Step 4 — Test the cache

Restart the backend and send the same query twice. The second response should be instant. Check the terminal for Cache HIT log messages.


Running the application

# Backend
cd backend
eval $(poetry env activate)
python main.py

# Frontend (separate terminal)
cd frontend
npm run dev

The app runs at http://localhost:3000.

  • Simple Chat tab — Exercise 1 chatbot
  • RAG Chat tab — Exercises 3–5 RAG application
  • Agent Chat tab — Exercises 6–7 multi-agent system

Exercise 6 — Multi-Agent Routing

What you will build

A multi-agent system using LangGraph and the Couchbase Agent Catalog. A router agent classifies each user message and either answers directly or hands off to a math agent equipped with calculation tools. The Agent Catalog manages tool discovery and versioning.

User message
     │
  [router]  ──── direct answer ────▶ response
     │
     └── math question ──▶ [math_agent] ──▶ response

Step 1 — Set up the Agent Catalog

Add to backend/.env:

AGENT_CATALOG_CONN_STRING=couchbases://your-cluster-endpoint
AGENT_CATALOG_USERNAME=your-username
AGENT_CATALOG_PASSWORD=your-password
AGENT_CATALOG_BUCKET=shared

Initialise the catalog. Run from the repository root (where .git lives) so agentc can install its post-commit hook:

cd /path/to/ais-hol
PYTHONPATH=/workspaces/ais-hol/backend/ agentc init

Step 2 — Implement math tools and the agent prompt

Open backend/agents/math_tools.py. The file defines five functions decorated with @agentc_tool (imported from agentc_core.tool):

from agentc_core.tool import tool as agentc_tool

@agentc_tool
def add(a: float, b: float) -> float:
    """Add two numbers and return the result."""
    return a + b

@agentc_tool
def evaluate_expression(expression: str) -> float:
    """Evaluate a mathematical expression string (e.g. 'sqrt(144) + 10')."""
    return _safe_eval(expression)

The evaluate_expression tool uses a whitelist-based safe eval — only names from Python's math module are permitted.
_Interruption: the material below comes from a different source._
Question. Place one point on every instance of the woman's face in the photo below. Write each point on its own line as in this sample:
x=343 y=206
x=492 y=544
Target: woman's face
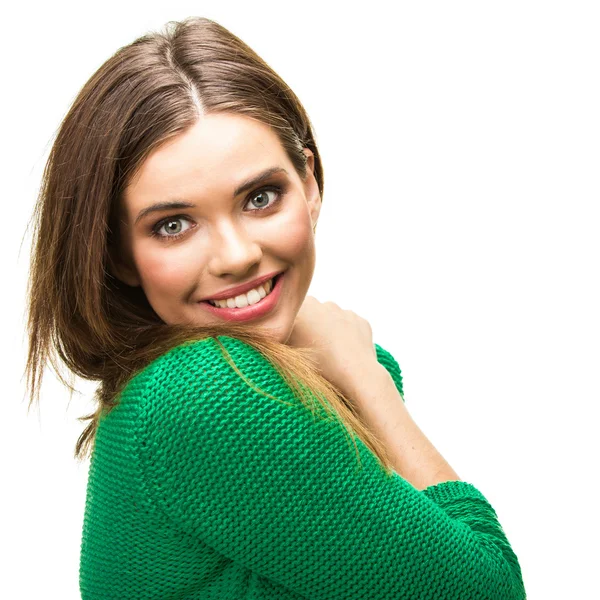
x=215 y=236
The agent's system prompt and tool list are declared in backend/agents/prompts/math_agent.yaml:

record_kind: prompt
name: math_agent
description: System prompt and tools for the math agent.

content:
  agent_instructions: >
    You are a precise math assistant. Use the available tools to evaluate
    the user's calculation request. Always use a tool — do not compute
    answers in your head.

tools:
  - name: add
  - name: subtract
  - name: multiply
  - name: divide
  - name: evaluate_expression

agentc index resolves the tools list at index time. At runtime, catalog.find("prompt", name="math_agent") returns the prompt with tool functions already attached — no manual catalog.find("tool", ...) calls needed.

Step 3 — Index and publish tools and prompts

Run from the ** root directory** after exporting env vars:

export $(grep -v '^#' backend/.env | grep -v '^$' | xargs)
PYTHONPATH=/workspaces/ais-hol/backend/ agentc index ./backend/agents/prompts/
PYTHONPATH=/workspaces/ais-hol/backend/ agentc index ./backend/agents/
PYTHONPATH=/workspaces/ais-hol/backend/ agentc publih

PYTHONPATH=. is required so that from agents.state import AgentState resolves when agentc imports the tool files. Both tools and prompts are indexed and published in one pass.

Important: publish requires a clean git working tree — commit any changes before running it. Re-run index then publish every time you modify a tool or prompt file. This can be quickly achieve with something like:

git checkout -b testbranch # optionaly switch to a new branch
git add . # adding everything in the repo
git commit -m"your commit message"

Step 4 — Implement the router agent

Open backend/agents/router_agent.py. The router uses an LLM with structured output to classify the message:

class RouterDecision(BaseModel):
    route: Literal["direct", "math", "faq"]
    answer: str | None = None
    missing_topic: str | None = None
  • "direct" → router answers immediately
  • "math"Command(goto="math_agent")
  • "faq" → FAQ catalog lookup (Exercise 7)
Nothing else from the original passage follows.